Excellent resiliency is exhibited by polyester, wool and nylon fibers. Flax, rayon and cotton, on

the other hand, have a low resiliency.

9. Luster

Luster is amount of light reflected from the surface of the fiber

Fine fibers provide a greater number of reflecting surfaces. Hence they have good

luster

Fibers with a uniform diameter have a good luster.

The shape of the cross section affects the degree of luster.

Yarns made from continuous filaments are more lustrous than those made from

short fibers.

Manufactured fibers can have their luster subdued by adding de-lustering agents.

10. Flexibility

Fibers should be flexible or pliable in order to be made into yarns and thereafter into fabrics

that permit freedom of movement.
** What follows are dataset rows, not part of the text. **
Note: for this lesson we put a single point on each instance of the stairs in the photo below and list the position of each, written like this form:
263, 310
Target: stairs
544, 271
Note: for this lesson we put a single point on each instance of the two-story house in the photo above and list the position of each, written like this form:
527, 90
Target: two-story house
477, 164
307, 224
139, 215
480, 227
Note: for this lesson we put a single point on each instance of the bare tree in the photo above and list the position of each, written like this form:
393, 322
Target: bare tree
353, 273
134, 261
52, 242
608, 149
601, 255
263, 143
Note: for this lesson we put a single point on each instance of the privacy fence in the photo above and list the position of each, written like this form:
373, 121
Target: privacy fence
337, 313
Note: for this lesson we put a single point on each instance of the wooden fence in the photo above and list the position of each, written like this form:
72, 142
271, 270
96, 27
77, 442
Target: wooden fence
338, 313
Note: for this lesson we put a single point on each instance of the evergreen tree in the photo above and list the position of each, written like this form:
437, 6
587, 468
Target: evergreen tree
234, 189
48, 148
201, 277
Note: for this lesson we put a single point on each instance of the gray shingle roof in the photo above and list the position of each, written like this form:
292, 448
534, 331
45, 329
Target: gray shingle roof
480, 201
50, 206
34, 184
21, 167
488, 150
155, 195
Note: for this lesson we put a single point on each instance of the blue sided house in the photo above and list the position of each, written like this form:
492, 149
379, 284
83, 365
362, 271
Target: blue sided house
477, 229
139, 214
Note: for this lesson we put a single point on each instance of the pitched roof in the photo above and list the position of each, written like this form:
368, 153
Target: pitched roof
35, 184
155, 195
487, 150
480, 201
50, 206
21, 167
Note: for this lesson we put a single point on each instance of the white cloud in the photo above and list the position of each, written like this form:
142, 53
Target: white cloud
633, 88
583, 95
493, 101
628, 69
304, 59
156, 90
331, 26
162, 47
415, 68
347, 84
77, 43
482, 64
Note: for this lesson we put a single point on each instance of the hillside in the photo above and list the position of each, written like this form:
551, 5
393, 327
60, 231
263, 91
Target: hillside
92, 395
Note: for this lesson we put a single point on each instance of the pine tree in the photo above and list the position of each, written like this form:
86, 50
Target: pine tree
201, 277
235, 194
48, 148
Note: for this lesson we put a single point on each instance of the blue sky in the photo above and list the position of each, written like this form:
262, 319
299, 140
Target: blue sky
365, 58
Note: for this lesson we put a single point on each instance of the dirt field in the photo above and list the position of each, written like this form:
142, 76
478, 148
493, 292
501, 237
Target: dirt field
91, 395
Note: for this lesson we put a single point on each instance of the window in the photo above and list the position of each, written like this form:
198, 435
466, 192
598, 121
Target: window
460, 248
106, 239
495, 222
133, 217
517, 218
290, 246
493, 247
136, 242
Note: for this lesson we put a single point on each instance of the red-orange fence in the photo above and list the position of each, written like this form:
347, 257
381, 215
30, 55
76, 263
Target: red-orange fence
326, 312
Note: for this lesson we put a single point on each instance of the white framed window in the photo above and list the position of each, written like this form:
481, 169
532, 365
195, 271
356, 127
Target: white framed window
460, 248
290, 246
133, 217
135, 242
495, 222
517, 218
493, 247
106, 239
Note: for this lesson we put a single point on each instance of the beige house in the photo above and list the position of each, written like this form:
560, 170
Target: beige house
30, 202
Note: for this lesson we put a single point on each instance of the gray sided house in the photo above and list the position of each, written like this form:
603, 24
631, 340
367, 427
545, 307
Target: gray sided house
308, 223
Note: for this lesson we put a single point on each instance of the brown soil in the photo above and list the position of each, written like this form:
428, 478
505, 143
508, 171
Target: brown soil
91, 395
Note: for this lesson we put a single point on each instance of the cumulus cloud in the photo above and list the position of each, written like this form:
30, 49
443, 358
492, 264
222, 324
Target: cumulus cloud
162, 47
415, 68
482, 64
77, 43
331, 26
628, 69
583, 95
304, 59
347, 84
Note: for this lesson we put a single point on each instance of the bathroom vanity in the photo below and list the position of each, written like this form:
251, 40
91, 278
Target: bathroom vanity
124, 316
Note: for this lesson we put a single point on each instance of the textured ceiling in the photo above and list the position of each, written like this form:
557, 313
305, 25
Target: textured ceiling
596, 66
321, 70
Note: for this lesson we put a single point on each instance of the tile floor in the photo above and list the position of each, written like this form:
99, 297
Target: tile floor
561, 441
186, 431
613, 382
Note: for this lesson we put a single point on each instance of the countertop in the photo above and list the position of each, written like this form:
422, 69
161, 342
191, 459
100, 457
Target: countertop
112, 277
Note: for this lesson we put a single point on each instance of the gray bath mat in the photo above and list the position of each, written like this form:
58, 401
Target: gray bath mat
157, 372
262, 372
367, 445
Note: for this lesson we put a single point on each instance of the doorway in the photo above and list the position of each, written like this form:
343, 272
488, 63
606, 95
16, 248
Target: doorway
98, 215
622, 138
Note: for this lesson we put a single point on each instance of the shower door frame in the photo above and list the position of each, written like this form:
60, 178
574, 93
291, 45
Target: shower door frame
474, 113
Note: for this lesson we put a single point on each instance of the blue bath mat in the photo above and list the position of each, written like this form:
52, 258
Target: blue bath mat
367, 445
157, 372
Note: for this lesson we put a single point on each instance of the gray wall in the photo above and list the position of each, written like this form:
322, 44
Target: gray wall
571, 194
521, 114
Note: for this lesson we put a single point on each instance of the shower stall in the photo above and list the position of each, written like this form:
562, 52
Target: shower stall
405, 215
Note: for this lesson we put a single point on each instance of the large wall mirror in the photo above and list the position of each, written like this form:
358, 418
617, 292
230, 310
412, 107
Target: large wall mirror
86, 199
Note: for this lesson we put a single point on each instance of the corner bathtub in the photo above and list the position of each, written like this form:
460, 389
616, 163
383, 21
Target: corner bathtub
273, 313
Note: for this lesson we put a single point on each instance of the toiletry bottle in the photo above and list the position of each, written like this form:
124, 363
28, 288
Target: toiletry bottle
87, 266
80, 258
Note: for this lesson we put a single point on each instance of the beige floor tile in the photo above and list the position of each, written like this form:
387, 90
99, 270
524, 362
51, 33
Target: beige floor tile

Certain end uses require greater flexibility, e.g.,

automobile seat belts.

11. Uniformity

Uniformity of fibers towards its length, ensure production of even yarns which can then

form fabrics of uniform appearance and consistent performance.

12. Specific Gravity

Specific gravity means the density of the fiber related to water density. In here the

water density is considered as 1 (Which is actually 1000 kg / m3). So if a actual density of a

fiber is 1300 kg / m3 , it’s specific gravity is 1.3.

By looking at the specific gravity figures, we can easily distinguish whether the

fiber floats or sinks in water.

13. Softening & Melting Points

The temperature when a certain polymer starts to soft is called as the softening point

while the temperature that a polymer starts to melt is called as the melting point.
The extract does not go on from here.